By Agencies & Staff Reporter
HARARE: The government has, with immediate effect, removed a ban on imports of basic commodities as Zimbabweans battle acute shortages which the administration blames on panic buying.
A full cabinet resolution taken Tuesday is that Statutory Instrument 122 of 2017- Control of Goods (Open General Import Licence) will be temporarily repealed until the situation normalises.
“Cabinet notes with concern that the basic commodities continued to be in short supply despite increased production by suppliers‚ thereby reflecting persistent panic and speculative buying‚” reads the resolution.
Information minister Monica Mutsvangwa confirmed the development at a press conference in the capital Tuesday.
“The Minister of Industry and Commerce temporarily amend Statutory Instrument 122 of 2017 to allow both companies and individuals with offshore funds and free funds to import specified basic commodities currently in short supply,” she said.

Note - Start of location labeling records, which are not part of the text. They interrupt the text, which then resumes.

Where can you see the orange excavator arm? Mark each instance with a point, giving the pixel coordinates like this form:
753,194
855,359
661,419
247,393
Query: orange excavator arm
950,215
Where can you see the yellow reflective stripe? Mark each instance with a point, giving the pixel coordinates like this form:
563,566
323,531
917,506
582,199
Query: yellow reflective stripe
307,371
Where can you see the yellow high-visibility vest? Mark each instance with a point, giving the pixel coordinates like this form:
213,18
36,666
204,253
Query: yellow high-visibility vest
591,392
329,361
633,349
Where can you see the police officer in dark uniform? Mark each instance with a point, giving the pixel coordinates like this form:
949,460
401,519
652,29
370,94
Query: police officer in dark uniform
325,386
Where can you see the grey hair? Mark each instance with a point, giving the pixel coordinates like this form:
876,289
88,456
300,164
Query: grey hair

“This is going to be done pending to return to normalcy in buying patterns of the public and adequate restocking and manufactures.”
Finance minister Mthuli Ncube suspension of the ban would help improve the availability of basic commodities.

Finance minister Prof Mthuli Ncube
He explained; “All we are doing is increasing supply of commodities and allowing those with offshore funds and free funds to buy whatever they want to buy and bring it in. What’s wrong with that”
“It’s not the first time we are doing it; we did in 2009 when we were coming from a hyper-inflation era and we learnt some lessons, but it is also basic economics.”
Responding to questions, he added; “We don’t have to know at what rate you get your money or dollar; it’s not our business.
“What is our business is to make sure that you have food on the table and (whether) you bought it from South Africa we will not stop you from bringing it in (even if it’s) at a lower price than you would have gotten it here.”
The ban was introduced in 2016 to help local manufacturing recover after more than a decade of contraction.
Products such as cement‚ bottled water‚ animal oils‚ body creams‚ cheese‚ cereals‚ ice cream‚ wheat flour and cooking oil‚ to mention a few‚ can now be brought into the country by individuals.
However‚ government’s biggest challenge‚ fuel‚ is not on the list. Only five companies have the right to import fuel in Zimbabwe.
In recent weeks there has been a shortage of particularly cooking oil which normally retails for $3.35 (bond notes) for two litres but has been surfacing on the black market for $15 (bond notes) or an equivalent of US$4 in either South African rand or Botswana pula.
Most products on the grocery list were found in supermarkets such as Pick n Pay‚ which commands a majority share of the grocery retail industry. As such‚ allowing people to import privately‚ government said‚ means that price hikes will not be justifiable.
But local manufactures feel the move will affect them negatively since the instrument was put in place to protect local industries.
“It will create more pressure on the parallel markets and ‘street rates’ will hit 10 on the back of increased demand to satisfy new import lines‚” Busisa Moyo from United Refineries‚ a cooking oil manufacturing company‚ said.
The ruling Zanu PF party’s youth league claims the shortages that triggered the government’s decision were caused by “economic saboteurs and forex hoarders”.